At our previous inspection in November 2015, we found a breach of the regulations, related to the number of skilled and experienced staff in post, which had an impact on all of the five questions we ask about services. We gave the home an overall rating of requires improvement and asked the provider to send us a report, to tell us how improvements were going to be made to the service. At this inspection, we checked whether the actions they had taken were effective.
Since our previous inspection, the registered manager had recruited additional staff. There were enough skilled and experienced staff on duty to meet people’s care and support needs safely and effectively.
The registered manager checked staff’s suitability to deliver care and support during the recruitment process. The premises were regularly checked to ensure risks to people’s safety were minimised. People’s medicines were managed, stored and administered safely.
People were safe from the risks of harm, because staff understood their responsibilities to protect people from harm and were encouraged and supported to raise concerns under the provider’s safeguarding and whistleblowing policies.
The registered manager assessed risks to people’s health and welfare and wrote care plans that minimised the identified risks. Accidents, incidents and falls were investigated and actions taken to minimise the risks of a re-occurrence.
People’s needs were met effectively because staff had the necessary skills and experience and received appropriate training and support. Staff understood people’s needs and abilities because they worked with experienced staff until they knew people well. Staff were encouraged to reflect on their practice and to develop their skills and knowledge, which improved people’s experience of care.

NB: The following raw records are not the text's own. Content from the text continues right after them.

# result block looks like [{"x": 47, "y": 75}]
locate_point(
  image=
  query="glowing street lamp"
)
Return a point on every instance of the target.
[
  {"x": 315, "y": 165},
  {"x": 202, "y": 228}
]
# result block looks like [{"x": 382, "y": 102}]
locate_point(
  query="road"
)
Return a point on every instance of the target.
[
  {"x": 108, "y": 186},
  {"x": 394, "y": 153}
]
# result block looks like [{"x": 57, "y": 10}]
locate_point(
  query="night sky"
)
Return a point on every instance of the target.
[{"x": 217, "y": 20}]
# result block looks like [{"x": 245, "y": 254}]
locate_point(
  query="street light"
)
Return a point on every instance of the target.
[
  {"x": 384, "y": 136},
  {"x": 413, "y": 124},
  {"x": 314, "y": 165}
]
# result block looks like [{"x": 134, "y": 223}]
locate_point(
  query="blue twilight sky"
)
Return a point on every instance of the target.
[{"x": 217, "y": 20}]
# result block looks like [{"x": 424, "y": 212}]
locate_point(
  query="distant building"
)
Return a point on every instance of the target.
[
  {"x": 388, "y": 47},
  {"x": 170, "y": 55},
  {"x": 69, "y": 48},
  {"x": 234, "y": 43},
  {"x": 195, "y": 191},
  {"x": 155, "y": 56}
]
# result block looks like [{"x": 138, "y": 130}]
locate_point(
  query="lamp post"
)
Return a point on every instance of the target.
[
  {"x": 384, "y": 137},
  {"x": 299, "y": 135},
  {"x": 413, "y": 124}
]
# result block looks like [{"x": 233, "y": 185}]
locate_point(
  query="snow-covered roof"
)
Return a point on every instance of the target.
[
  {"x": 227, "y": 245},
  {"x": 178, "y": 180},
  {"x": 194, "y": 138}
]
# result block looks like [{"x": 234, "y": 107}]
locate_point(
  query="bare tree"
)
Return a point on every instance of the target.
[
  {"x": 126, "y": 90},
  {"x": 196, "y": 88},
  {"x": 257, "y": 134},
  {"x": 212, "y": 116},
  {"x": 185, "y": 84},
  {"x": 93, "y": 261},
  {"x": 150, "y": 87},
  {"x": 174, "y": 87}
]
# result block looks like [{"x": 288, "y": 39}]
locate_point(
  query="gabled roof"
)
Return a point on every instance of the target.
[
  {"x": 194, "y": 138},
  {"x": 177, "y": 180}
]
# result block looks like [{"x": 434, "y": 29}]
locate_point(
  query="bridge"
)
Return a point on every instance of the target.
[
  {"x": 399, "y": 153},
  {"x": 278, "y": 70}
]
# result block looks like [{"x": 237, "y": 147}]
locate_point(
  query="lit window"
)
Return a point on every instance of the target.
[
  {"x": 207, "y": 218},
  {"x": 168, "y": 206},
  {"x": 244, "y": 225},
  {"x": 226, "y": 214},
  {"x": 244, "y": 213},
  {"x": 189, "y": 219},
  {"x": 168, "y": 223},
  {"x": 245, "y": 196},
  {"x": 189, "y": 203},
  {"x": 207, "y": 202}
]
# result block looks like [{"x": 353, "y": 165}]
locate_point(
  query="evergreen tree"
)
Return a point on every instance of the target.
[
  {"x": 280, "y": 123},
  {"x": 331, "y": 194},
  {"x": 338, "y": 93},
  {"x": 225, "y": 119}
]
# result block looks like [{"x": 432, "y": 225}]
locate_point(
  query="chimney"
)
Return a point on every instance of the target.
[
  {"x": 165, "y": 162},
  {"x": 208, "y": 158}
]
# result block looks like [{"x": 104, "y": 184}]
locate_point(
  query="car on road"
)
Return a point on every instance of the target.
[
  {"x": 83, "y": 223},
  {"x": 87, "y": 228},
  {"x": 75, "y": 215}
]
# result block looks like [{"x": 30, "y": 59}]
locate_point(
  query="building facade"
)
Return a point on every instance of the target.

The registered manager understood their responsibility to comply with the requirements of the Deprivation of Liberty Safeguards (DoLS). They had applied to the Supervisory Body for the authority to restrict people’s rights, choices or liberty in their best interests.
People were offered meals that were suitable for their individual dietary needs and met their preferences. They were supported to eat and drink according to their needs. Staff ensured people obtained advice and support from other health professionals to maintain and improve their health.
People were cared for by kind and thoughtful staff who knew their individual preferences for care and their likes and dislikes. Care was planned to meet people’s individual needs and abilities and care plans were regularly reviewed and updated when people’s needs changed.
Staff were guided and supported in their practice by a management team that they liked and respected. Quality audits included reviews of people’s care plans and checks on medicines management and staff’s practice.
Some improvements had been made in record keeping since our previous inspection, but further improvements were needed. Individual records were not completed consistently or sufficiently detailed to evidence that staff took the necessary actions to minimise risks to people’s treatment and care. Audits of people’s care and treatment needed to be more robust.